Pero no siempre fue una ruina, poblada por sombras maléficas y entidades aún más innombrables. En un tiempo se irguió, alto y esplendoroso, y su piedra rosada era como un faro que guiaba a los viajeros que se hallaran a menos de tres días de camino. En la época de mayor poder de Istar, era una sede de los Caballeros de Solamnia, sólo superada en importancia por el alcázar de Vingaard.
Los caballeros no estaban a su altura en aquellos días en que Istar reclamaba la mayor parte del mundo y gobernaba una buena parte de él. Incluso entre sus propias filas, algunos dudaban de que las Órdenes de caballeros pudieran volver a tener algún día las elevadas miras que tuvieron en los tiempos de su fundación, o más recientemente, en los de Huma Dragonbane. Aireaban sus dudas, y los jóvenes ávidos de conquistar honores mediante hazañas heroicas ya no se presentaban como en otras épocas.
También entre los caballeros, los había mejor informados. Sabían que ésta era una de esas épocas en las que los hombres vivían tan bien y reinaba tal paz que olvidaban a los dioses y a los caballeros por igual. Éstos sólo serían recordados cuando el Mal o la mera insensatez ofendiera a los dioses y sembrara las semillas de la guerra. Entonces los hombres apelarían a los caballeros para que resistieran a la antigua usanza.
En el alcázar de Dargaard y en todas partes, el propósito de algunos caballeros era realizar ciertos preparativos necesarios para ese día.
Sir Marod, Caballero de la Rosa, siempre había sido muy madrugador. En una granja, uno difícilmente tiene elección al respecto, no cuando las vacas empiezan a mugir para que las ordeñen incluso antes del canto del gallo. En su primer período de formación en el alcázar de Dargaard, ya estaba bien despierto cuando tantos de sus camaradas de armas aún tenían los ojos turbios y caminaban con paso vacilante.

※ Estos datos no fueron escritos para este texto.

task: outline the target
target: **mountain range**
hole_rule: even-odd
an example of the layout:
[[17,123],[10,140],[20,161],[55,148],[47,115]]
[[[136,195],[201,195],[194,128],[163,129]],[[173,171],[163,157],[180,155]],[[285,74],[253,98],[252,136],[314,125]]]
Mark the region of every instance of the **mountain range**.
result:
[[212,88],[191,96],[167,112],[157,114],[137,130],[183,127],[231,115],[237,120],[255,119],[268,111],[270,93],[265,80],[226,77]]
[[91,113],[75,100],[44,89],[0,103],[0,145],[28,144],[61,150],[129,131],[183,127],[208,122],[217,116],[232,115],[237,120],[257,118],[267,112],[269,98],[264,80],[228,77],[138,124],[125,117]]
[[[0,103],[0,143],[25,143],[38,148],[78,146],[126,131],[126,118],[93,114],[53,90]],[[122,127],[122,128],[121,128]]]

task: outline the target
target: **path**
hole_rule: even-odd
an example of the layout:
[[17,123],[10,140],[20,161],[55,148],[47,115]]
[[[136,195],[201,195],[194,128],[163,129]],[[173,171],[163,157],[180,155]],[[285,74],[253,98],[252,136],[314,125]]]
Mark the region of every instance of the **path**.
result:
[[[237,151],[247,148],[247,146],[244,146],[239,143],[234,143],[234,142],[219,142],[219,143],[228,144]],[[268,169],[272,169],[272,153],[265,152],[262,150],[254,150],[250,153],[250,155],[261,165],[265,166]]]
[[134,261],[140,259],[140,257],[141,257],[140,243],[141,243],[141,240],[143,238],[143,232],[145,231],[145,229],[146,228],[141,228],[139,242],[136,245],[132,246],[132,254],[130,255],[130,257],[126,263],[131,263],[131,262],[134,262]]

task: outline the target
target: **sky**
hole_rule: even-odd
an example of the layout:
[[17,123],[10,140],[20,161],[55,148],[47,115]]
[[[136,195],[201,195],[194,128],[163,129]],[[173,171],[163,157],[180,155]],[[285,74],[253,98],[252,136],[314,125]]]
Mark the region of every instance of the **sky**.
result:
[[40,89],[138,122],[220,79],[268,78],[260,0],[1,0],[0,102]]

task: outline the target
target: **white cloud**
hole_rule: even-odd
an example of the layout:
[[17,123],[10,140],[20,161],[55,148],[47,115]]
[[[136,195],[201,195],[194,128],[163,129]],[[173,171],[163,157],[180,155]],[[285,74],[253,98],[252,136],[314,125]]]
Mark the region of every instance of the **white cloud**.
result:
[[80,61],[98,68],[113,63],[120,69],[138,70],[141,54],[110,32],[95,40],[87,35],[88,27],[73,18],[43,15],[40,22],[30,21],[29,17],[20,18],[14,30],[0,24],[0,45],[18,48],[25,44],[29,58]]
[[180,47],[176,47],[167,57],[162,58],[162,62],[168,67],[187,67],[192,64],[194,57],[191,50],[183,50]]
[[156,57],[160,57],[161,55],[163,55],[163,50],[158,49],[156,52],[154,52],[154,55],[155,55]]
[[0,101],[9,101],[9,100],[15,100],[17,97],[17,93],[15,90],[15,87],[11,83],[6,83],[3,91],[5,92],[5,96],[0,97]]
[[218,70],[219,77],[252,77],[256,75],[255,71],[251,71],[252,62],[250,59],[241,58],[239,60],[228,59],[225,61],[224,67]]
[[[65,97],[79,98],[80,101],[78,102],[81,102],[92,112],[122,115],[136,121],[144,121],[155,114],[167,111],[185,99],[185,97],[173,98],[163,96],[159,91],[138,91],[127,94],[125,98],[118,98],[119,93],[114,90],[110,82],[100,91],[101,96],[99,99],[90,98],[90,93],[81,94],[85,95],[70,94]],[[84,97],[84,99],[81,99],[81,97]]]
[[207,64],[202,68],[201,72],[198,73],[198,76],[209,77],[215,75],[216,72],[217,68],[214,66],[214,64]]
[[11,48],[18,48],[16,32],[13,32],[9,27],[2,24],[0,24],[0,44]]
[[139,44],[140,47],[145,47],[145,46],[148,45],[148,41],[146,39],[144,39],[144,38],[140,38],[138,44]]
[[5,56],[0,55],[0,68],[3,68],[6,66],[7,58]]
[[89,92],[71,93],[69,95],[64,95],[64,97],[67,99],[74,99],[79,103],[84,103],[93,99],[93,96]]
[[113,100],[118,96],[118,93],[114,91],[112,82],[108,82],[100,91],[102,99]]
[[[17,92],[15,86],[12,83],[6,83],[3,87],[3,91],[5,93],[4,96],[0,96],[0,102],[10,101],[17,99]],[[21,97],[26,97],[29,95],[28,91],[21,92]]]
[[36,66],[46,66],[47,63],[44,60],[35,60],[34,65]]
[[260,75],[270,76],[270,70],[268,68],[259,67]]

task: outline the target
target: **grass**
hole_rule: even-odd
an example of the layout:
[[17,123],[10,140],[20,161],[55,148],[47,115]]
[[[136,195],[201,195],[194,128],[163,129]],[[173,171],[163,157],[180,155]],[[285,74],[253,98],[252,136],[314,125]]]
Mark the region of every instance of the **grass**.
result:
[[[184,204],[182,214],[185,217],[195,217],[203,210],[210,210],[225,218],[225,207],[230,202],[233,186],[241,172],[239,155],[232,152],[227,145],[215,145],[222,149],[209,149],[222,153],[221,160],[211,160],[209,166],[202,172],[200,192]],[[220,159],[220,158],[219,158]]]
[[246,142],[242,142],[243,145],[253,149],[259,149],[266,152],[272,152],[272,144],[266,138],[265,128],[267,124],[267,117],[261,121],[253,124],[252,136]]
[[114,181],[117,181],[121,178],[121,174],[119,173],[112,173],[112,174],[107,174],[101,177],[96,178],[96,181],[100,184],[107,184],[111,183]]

Treinta años después, seguía levantándose temprano, y más temprano aún los días de ceremonia o batalla. El ritual de aquel día también representaba una batalla ganada para el futuro de los caballeros, por lo cual estaba despierto y rezando desde que la aurora había despuntado en el cielo.
Se había rasurado las mejillas y el mentón, y recortado el bigote y el cabello, ambos de un tono más gris plateado que castaño, mientras el cielo aún presentaba el color de las piedras del alcázar de Vingaard. Ahora, vestido con una túnica y unos pantalones blancos, unas botas flexibles y un ancho cinturón, se mantenía erguido mientras su escudero le ponía la armadura.

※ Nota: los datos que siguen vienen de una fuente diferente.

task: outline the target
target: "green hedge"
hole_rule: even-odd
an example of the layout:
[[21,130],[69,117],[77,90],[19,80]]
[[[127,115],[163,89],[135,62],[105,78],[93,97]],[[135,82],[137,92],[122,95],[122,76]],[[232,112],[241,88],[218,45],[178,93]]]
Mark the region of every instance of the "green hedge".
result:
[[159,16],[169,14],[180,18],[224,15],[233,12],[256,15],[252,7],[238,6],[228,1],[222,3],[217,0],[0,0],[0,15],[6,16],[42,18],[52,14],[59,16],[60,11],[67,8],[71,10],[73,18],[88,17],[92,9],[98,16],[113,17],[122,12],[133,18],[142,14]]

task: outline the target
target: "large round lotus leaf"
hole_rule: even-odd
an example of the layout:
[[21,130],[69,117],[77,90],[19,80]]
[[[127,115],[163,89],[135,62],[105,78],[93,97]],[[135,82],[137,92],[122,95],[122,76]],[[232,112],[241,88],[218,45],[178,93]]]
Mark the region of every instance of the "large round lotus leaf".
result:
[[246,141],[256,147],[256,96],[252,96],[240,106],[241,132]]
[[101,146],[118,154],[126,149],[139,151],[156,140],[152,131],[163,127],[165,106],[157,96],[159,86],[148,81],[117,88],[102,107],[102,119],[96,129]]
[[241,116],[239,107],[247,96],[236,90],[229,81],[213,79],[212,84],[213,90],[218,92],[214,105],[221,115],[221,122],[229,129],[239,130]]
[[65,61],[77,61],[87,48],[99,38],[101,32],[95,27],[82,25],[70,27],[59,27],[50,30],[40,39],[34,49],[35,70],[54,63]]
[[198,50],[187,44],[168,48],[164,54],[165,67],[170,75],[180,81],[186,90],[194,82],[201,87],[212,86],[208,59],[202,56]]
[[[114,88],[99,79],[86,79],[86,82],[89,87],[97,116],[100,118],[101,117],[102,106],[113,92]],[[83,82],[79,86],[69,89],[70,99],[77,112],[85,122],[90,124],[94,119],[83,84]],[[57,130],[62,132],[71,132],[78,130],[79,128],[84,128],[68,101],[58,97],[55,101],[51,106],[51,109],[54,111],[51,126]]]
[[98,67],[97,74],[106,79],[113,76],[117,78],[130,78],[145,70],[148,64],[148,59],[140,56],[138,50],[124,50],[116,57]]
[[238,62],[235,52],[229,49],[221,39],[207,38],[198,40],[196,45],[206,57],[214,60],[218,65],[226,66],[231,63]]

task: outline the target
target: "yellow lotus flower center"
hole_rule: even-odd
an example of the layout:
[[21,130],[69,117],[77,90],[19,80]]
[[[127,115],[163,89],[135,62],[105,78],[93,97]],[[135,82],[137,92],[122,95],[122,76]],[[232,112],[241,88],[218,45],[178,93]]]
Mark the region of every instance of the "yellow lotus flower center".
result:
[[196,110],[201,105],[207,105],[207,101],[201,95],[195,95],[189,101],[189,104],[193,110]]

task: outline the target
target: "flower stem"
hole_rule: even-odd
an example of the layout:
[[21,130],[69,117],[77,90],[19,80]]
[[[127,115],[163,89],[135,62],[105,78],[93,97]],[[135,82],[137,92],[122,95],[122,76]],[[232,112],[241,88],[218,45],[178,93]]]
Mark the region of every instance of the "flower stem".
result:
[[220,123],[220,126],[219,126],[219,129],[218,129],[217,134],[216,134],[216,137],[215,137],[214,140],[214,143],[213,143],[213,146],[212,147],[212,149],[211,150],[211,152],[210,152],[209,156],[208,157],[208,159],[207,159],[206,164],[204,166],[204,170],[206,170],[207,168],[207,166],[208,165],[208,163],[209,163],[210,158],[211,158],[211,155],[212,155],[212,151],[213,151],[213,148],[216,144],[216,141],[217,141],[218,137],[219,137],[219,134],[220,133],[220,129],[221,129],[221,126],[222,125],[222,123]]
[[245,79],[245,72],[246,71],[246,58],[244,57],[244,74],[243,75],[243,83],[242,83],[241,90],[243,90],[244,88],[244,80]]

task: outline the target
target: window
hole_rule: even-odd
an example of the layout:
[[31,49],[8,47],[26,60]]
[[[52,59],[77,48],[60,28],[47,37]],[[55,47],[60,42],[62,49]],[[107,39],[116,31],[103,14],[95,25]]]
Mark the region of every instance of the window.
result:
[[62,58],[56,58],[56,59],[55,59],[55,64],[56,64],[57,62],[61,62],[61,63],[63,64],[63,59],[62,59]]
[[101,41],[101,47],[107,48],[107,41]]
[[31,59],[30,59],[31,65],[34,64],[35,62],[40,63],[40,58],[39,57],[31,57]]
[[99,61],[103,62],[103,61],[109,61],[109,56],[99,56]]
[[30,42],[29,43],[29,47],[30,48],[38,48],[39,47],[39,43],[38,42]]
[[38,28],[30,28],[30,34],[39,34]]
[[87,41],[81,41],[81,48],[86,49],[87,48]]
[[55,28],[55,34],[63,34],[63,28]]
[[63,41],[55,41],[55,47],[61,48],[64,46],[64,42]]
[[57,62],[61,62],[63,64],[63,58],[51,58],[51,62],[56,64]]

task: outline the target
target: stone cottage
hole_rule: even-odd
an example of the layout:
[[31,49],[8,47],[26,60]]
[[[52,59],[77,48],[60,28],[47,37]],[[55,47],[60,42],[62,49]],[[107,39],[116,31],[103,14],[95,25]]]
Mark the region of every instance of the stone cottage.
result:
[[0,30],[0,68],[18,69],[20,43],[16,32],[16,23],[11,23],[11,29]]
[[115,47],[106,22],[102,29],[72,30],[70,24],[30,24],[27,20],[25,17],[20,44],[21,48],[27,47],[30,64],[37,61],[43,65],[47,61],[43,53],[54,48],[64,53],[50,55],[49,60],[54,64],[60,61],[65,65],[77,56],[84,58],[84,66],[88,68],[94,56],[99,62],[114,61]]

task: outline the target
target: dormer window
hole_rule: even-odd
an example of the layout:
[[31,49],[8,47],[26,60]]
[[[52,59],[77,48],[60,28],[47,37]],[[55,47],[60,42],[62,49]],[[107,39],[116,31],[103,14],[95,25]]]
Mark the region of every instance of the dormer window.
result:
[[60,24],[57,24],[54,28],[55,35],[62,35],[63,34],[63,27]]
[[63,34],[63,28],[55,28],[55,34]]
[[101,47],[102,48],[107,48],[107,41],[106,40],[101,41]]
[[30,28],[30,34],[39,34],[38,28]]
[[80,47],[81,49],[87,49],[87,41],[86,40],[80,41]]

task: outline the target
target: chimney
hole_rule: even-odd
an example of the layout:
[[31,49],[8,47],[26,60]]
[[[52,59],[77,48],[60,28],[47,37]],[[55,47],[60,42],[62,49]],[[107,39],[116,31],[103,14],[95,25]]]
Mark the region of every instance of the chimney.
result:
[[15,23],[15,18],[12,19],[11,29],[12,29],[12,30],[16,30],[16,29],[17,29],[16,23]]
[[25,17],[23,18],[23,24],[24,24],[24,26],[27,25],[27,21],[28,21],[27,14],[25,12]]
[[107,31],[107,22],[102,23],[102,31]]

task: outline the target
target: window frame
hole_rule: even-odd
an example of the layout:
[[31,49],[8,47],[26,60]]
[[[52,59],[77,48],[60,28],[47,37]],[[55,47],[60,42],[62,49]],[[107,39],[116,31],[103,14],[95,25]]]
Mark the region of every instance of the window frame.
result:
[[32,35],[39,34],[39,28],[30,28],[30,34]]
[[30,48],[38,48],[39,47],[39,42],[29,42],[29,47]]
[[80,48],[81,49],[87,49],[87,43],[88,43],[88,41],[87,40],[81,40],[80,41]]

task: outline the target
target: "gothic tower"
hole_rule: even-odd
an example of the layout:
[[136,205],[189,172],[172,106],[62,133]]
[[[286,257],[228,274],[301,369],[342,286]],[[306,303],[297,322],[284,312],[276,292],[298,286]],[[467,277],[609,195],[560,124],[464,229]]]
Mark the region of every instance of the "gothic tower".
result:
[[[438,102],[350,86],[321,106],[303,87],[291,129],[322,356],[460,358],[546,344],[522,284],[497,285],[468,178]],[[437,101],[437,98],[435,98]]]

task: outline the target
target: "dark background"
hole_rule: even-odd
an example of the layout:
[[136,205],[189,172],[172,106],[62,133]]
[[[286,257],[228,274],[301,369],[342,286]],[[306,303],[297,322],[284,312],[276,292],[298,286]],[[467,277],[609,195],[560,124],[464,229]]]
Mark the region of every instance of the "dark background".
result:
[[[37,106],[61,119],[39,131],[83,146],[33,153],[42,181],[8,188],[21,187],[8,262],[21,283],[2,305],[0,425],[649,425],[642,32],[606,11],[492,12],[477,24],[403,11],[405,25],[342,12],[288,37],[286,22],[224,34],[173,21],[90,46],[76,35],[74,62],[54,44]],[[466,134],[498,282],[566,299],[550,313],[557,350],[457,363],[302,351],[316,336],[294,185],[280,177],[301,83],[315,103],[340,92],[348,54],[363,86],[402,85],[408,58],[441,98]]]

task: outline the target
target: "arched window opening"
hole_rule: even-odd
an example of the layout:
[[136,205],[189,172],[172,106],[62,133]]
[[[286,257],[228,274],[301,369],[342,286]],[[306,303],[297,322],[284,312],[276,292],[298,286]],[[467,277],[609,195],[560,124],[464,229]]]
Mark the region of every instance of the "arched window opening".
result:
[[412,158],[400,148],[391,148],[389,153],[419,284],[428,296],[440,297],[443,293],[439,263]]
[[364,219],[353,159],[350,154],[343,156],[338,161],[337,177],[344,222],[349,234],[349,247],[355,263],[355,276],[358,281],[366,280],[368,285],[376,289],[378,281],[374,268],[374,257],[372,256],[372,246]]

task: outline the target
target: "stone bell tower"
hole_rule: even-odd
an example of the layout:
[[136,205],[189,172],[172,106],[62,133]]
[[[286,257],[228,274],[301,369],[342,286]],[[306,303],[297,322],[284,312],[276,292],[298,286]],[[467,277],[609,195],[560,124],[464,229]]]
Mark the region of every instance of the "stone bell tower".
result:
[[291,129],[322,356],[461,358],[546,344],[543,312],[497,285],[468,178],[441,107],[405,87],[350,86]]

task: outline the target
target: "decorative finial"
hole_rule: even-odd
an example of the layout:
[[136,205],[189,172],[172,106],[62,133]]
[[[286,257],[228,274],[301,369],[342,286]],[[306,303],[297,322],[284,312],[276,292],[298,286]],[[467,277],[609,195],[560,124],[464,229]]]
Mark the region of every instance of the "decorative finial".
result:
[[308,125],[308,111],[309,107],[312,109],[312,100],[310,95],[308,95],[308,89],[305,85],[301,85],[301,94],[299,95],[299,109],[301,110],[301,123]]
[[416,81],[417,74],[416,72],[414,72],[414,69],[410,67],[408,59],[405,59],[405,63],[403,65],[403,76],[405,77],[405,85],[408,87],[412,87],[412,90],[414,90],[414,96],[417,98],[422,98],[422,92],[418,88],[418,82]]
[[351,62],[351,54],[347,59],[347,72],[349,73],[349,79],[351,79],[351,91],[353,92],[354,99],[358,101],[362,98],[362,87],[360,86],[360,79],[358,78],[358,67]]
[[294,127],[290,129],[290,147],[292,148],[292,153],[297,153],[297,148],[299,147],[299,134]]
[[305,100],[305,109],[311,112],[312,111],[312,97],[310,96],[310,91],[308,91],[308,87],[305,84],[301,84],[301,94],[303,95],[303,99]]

Estrictamente, al anciano Elius no le cuadraba ese nombre tradicional, pues en los buenos tiempos, los escuderos eran jóvenes, todavía adolescentes, que pulían sus habilidades caballerescas y su honor auxiliando a sus mayores en sus aposentos y en el campo de batalla. Elius ya había superado su cupo de batallas, en calidad de sargento de los exploradores de infantería de los caballeros, y lucía sus huellas en forma de un ojo ciego y una rodilla inútil. Merecía estar cómodamente sentado junto al fuego, tomando una infusión de hierbas y fumando en pipa, contando batallitas y picardías ya lejanas, en lugar de realizar el trabajo de un joven.
Pero como muchos caballeros de edad, Elius no se había preocupado por tener hijos que le proporcionaran ese fuego, esa infusión y esa pipa. Y los caballeros no dejaban a los servidores ancianos y leales en la calle, a merced del viento, ni tampoco de la igualmente fría caridad de los clérigos. Les ofrecían algo mejor.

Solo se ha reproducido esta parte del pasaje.